Il résulte des considérants 23 et 24 du préambule de ce règlement qu’afin de déterminer la résidence habituelle, l’autorité chargée de la succession doit procéder à une évaluation d’ensemble des circonstances de la vie du défunt au cours des années précédant son décès et au moment de son décès, prenant en compte tous les éléments de fait pertinents, notamment la durée et la régularité de la présence du défunt dans l’État concerné ainsi que les conditions et les raisons de cette présence, la résidence habituelle ainsi déterminée devant révéler un lien étroit et stable avec l’État concerné, compte tenu des objectifs spécifiques du règlement ; que, dans les cas où il s’avère complexe de déterminer la résidence habituelle du défunt, par exemple lorsque celui-ci vivait de façon alternée dans plusieurs États ou voyageait d’un État à un autre sans s’être installé de façon permanente dans un État, sa nationalité ou le lieu de situation de ses principaux biens pourrait constituer un critère particulier pour l’appréciation globale de toutes les circonstances de fait.

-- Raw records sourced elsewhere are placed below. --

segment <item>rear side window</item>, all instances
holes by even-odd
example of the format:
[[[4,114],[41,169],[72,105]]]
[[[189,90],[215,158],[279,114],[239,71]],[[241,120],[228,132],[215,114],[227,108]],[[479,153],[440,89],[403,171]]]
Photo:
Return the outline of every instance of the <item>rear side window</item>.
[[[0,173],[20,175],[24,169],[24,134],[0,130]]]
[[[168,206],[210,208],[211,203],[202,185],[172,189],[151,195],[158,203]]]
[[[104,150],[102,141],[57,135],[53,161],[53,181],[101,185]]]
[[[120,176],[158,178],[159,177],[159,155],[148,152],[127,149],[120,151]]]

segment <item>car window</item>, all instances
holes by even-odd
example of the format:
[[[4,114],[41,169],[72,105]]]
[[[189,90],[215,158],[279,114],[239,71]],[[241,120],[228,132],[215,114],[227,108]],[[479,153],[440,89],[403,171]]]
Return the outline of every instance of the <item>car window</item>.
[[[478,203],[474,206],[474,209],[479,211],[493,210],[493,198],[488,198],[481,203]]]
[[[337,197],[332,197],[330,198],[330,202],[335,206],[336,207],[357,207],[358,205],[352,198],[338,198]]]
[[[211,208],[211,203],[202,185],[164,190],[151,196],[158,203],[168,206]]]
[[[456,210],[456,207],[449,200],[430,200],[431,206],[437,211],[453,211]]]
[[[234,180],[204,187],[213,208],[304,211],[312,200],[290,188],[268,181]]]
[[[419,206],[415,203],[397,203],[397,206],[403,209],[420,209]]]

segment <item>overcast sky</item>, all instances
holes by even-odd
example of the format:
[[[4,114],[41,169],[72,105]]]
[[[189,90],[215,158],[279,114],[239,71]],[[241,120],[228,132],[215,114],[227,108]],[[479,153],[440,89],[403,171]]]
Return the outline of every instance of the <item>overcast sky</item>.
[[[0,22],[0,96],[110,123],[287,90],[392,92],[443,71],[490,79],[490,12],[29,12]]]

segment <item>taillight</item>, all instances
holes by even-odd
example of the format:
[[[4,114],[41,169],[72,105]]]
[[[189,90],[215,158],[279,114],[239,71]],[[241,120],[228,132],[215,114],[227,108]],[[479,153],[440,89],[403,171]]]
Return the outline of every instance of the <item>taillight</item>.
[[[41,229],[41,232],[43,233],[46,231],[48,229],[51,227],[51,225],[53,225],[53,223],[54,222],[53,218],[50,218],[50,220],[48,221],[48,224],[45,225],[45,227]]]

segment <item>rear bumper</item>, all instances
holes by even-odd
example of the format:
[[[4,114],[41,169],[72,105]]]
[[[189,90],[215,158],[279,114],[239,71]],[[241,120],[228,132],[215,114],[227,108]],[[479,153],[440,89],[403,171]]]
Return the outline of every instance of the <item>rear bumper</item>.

En l’espèce, il est constant que [H] [R] [X] [Z] est née à [Localité 6] (Portugal), le [Date naissance 1] 1938, qu’elle s’est mariée avec [M] [F] [D] [L] sous le régime légal portugais de la communauté d’acquêts à [Localité 6] (Portugal), le [Date mariage 1] 1956 avec qui elle a eu 6 enfants nés au Portugal : [M], [G], [U], [H] [I], [W] et [H] [Q] de 1957 à 1969 puis trois enfants : [Y] [S], [T] et [J] nés à [Localité 1] (France) entre 1973 et 1975.
Il n’est pas ensuite contesté que les époux [L]-[Z] avaient leur résidence habituelle en France lorsque [M] [F] [D] [L] est décédé à [Localité 5], le [Date décès 2] 2015.
Aux termes de leur assignation, les requérants invoquent qu’est applicable à la succession de leur mère la loi française au motif que sa résidence habituelle était en France soulignant que cet élément est rappelé à l’acte de notoriété.
Ils n’apportent aucune précision supplémentaire aux termes de leurs dernières conclusions d’incident.
Est produit aux débats un projet d’acte de notoriété dressé par Maître [C] [K], notaire à [Localité 7], aux termes duquel il est indiqué au paragraphe “Loi applicable – Eléments d’extranéité” :
“En raison de la présence d’éléments d’extranéité (lieu de naissance, lieu du décès) des précisions sont ici apportées sur la loi applicable à la succession.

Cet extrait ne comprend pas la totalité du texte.